October 20th, Q&A session: Get you issues solved and questions answered!

GitHub logo
Edit

Cache Groups

For each cache deployed in the cluster, there is always overhead: the cache is split into partitions whose state must be tracked on every cluster node.

If Native Persistence is enabled, then for every partition there is an open file on the disk that Ignite actively writes to and reads from. Thus, the more caches and partitions you have:

  • The more Java heap is occupied by partition maps. Every cache has its own partition map.

  • The longer it might take for a new node to join the cluster.

  • The longer it might take to initiate rebalancing if a node leaves the cluster.

  • The more partition files are kept open and the worse the performance of the checkpointing might be.

Usually, you will not spot any of these problems for deployments with dozens or several hundreds of caches. However, when it comes to thousands the impact can be noticeable.

To avoid this impact, consider using cache groups. Caches within a single cache group share various internal structures such as partitions maps, thus boosting topology events processing and decreasing overall memory usage. Note that from the API standpoint, there is no difference whether a cache is a part of a group or not.

You can create a cache group by setting the groupName property of CacheConfiguration. Here is an example of how to assign caches to a specific group:

<bean class="org.apache.ignite.configuration.IgniteConfiguration">
    <property name="cacheConfiguration">
        <list>
            <!-- Partitioned cache for Persons data. -->
            <bean class="org.apache.ignite.configuration.CacheConfiguration">
                <property name="name" value="Person"/>
                <property name="backups" value="1"/>
                <!-- Group the cache belongs to. -->
                <property name="groupName" value="group1"/>
            </bean>
            <!-- Partitioned cache for Organizations data. -->
            <bean class="org.apache.ignite.configuration.CacheConfiguration">
                <property name="name" value="Organization"/>
                <property name="backups" value="1"/>
                <!-- Group the cache belongs to. -->
                <property name="groupName" value="group1"/>
            </bean>
        </list>
    </property>
</bean>
// Defining cluster configuration.
IgniteConfiguration cfg = new IgniteConfiguration();

// Defining Person cache configuration.
CacheConfiguration<Integer, Person> personCfg = new CacheConfiguration<Integer, Person>("Person");

personCfg.setBackups(1);

// Group the cache belongs to.
personCfg.setGroupName("group1");

// Defining Organization cache configuration.
CacheConfiguration orgCfg = new CacheConfiguration("Organization");

orgCfg.setBackups(1);

// Group the cache belongs to.
orgCfg.setGroupName("group1");

cfg.setCacheConfiguration(personCfg, orgCfg);

// Starting the node.
Ignition.start(cfg);
var cfg = new IgniteConfiguration
{
    CacheConfiguration = new[]
    {
        new CacheConfiguration
        {
            Name = "Person",
            Backups = 1,
            GroupName = "group1"
        },
        new CacheConfiguration
        {
            Name = "Organization",
            Backups = 1,
            GroupName = "group1"
        }
    }
};
Ignition.Start(cfg);
This API is not presently available for C++. You can use XML configuration.

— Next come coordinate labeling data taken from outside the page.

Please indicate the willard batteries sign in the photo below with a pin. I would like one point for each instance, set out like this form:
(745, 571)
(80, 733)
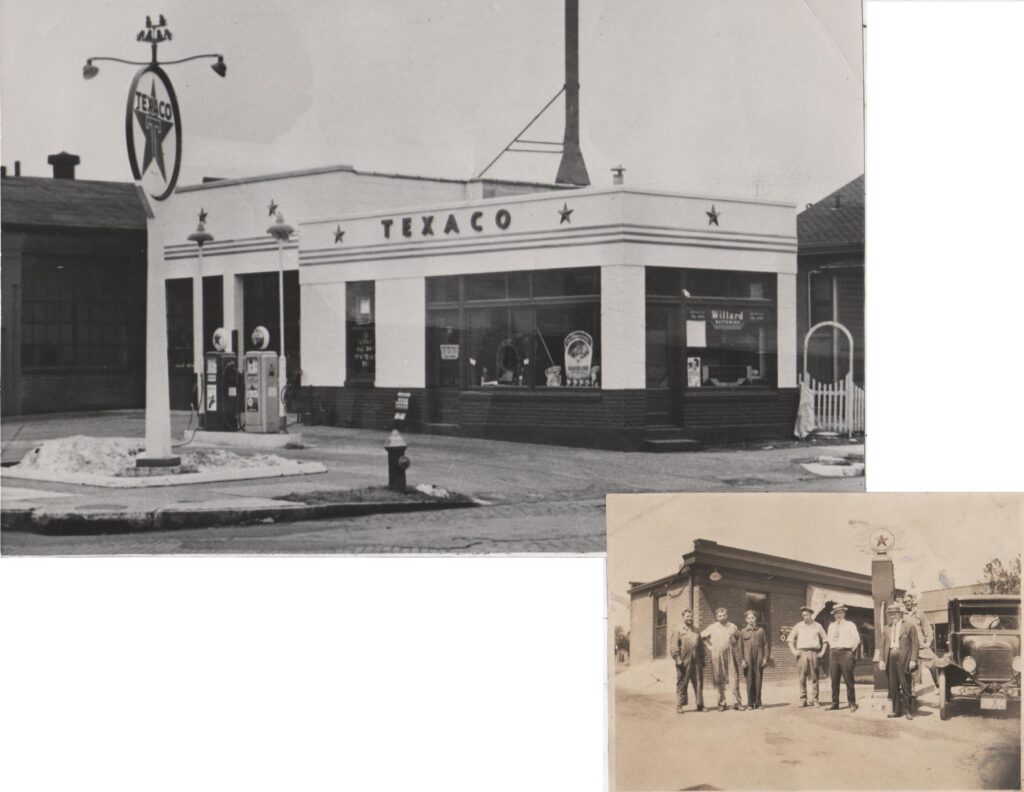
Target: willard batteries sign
(153, 131)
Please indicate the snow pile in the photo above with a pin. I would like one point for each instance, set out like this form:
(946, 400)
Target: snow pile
(78, 454)
(110, 456)
(433, 491)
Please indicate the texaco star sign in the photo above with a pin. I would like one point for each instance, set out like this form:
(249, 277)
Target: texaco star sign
(882, 541)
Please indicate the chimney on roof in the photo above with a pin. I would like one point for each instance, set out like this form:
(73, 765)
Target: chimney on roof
(64, 164)
(571, 170)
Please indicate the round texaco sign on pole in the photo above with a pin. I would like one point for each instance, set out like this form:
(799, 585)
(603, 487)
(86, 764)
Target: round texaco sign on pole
(882, 541)
(153, 131)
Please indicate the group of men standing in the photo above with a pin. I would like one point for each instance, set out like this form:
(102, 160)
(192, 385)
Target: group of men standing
(732, 650)
(720, 639)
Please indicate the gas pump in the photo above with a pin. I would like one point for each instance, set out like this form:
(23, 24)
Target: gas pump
(221, 386)
(261, 396)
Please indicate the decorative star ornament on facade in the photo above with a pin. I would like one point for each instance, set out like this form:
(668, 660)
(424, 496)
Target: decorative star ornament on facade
(882, 541)
(156, 128)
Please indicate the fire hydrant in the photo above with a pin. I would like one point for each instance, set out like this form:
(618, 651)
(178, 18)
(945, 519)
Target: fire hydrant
(397, 462)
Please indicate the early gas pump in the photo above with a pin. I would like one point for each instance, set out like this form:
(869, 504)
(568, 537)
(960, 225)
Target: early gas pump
(221, 385)
(261, 382)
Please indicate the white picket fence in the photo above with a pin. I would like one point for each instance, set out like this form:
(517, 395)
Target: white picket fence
(839, 406)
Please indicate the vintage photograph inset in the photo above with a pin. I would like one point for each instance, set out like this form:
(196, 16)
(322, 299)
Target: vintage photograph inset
(385, 278)
(814, 641)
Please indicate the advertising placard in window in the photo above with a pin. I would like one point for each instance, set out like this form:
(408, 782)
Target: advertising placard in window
(579, 352)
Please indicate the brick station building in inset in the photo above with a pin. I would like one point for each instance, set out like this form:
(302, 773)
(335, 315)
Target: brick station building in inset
(774, 587)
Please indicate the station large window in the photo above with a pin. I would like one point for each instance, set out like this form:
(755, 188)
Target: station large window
(710, 328)
(81, 311)
(524, 329)
(360, 331)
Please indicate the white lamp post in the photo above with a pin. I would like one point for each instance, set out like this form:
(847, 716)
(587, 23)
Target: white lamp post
(200, 237)
(282, 232)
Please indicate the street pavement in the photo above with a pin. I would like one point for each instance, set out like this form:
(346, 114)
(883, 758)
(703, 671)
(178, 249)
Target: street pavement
(784, 746)
(539, 498)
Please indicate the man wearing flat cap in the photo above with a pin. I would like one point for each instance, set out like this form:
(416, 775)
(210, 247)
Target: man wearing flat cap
(898, 658)
(686, 649)
(807, 642)
(844, 637)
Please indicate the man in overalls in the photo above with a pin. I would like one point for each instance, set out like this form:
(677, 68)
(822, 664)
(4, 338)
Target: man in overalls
(687, 650)
(722, 637)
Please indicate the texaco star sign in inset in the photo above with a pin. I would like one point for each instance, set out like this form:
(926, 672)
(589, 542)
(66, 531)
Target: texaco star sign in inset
(152, 116)
(882, 541)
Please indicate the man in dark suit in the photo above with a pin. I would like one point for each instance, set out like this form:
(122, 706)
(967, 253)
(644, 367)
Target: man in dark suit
(899, 658)
(687, 650)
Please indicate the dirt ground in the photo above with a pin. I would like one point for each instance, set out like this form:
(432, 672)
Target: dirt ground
(784, 746)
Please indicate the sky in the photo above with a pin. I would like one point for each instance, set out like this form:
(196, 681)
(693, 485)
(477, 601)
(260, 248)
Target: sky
(713, 96)
(954, 535)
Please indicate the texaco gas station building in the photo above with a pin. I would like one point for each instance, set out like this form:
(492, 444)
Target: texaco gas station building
(606, 317)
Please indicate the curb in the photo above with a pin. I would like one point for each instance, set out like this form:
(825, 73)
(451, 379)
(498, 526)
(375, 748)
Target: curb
(36, 520)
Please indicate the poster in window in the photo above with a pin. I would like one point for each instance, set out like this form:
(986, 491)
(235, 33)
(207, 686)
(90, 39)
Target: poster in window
(579, 353)
(365, 349)
(696, 333)
(693, 372)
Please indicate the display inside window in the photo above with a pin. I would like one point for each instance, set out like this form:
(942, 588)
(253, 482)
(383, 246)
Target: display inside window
(729, 346)
(523, 329)
(360, 331)
(710, 328)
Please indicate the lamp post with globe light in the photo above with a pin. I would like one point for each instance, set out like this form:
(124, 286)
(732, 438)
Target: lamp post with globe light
(154, 118)
(282, 232)
(201, 236)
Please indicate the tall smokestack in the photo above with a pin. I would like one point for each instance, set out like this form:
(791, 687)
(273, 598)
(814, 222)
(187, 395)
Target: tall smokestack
(571, 169)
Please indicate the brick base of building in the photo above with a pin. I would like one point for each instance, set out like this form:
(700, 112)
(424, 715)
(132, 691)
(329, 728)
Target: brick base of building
(584, 418)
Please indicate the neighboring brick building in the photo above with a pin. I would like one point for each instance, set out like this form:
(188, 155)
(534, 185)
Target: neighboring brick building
(74, 292)
(830, 281)
(714, 576)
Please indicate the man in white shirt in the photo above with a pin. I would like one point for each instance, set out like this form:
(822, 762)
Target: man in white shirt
(899, 657)
(807, 642)
(844, 637)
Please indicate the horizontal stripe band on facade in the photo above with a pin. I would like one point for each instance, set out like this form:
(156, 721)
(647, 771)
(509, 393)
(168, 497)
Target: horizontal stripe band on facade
(308, 259)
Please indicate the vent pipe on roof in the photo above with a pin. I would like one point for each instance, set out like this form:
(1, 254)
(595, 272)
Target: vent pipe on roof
(64, 164)
(571, 170)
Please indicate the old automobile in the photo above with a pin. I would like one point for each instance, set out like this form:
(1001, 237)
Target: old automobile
(981, 658)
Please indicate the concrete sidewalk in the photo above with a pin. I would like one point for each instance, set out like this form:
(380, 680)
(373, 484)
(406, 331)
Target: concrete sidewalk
(497, 472)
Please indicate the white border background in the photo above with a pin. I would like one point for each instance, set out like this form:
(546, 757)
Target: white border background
(469, 674)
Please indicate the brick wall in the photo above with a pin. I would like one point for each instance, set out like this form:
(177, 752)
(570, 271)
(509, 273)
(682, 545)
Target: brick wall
(612, 419)
(722, 415)
(367, 408)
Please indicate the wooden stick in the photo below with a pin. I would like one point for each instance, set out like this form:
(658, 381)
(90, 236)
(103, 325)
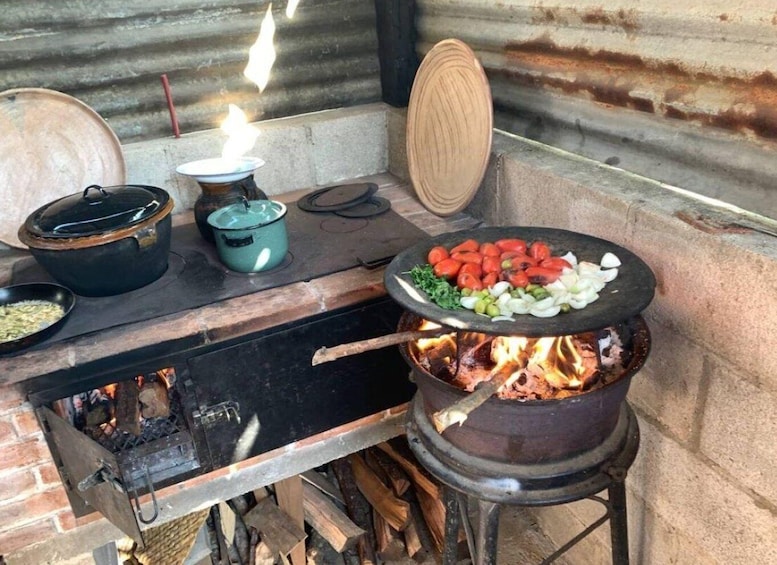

In the above example, the Person and Organization caches belong to group1.

Note

How are key-value pairs distinguished?

If a cache is assigned to a cache group, its data is stored in shared partitions' internal structures. Every key you put into the cache is enriched with the unique ID of the cache the key belongs to. The ID is derived from the cache name. This happens automatically and allows storing data of different caches in the same partitions and B+tree structures.

The reason for grouping caches is simple — if you decide to group 1000 caches, then you have 1000x fewer structures that store partitions' data, partition maps, and open partition files.

Note

Should cache groups be used all the time?

With all the benefits cache groups have, they might impact the performance of read operations and indexes lookups. This is caused by the fact that all data and indexes get mixed in shared data structures (partition maps, B+trees), and it will take more time to query over them.

Thus, consider using the cache groups if you have a cluster of dozens and hundreds of nodes and caches, and you spot increased Java heap usage by internal structures, checkpointing performance drop, slow node connectivity to the cluster.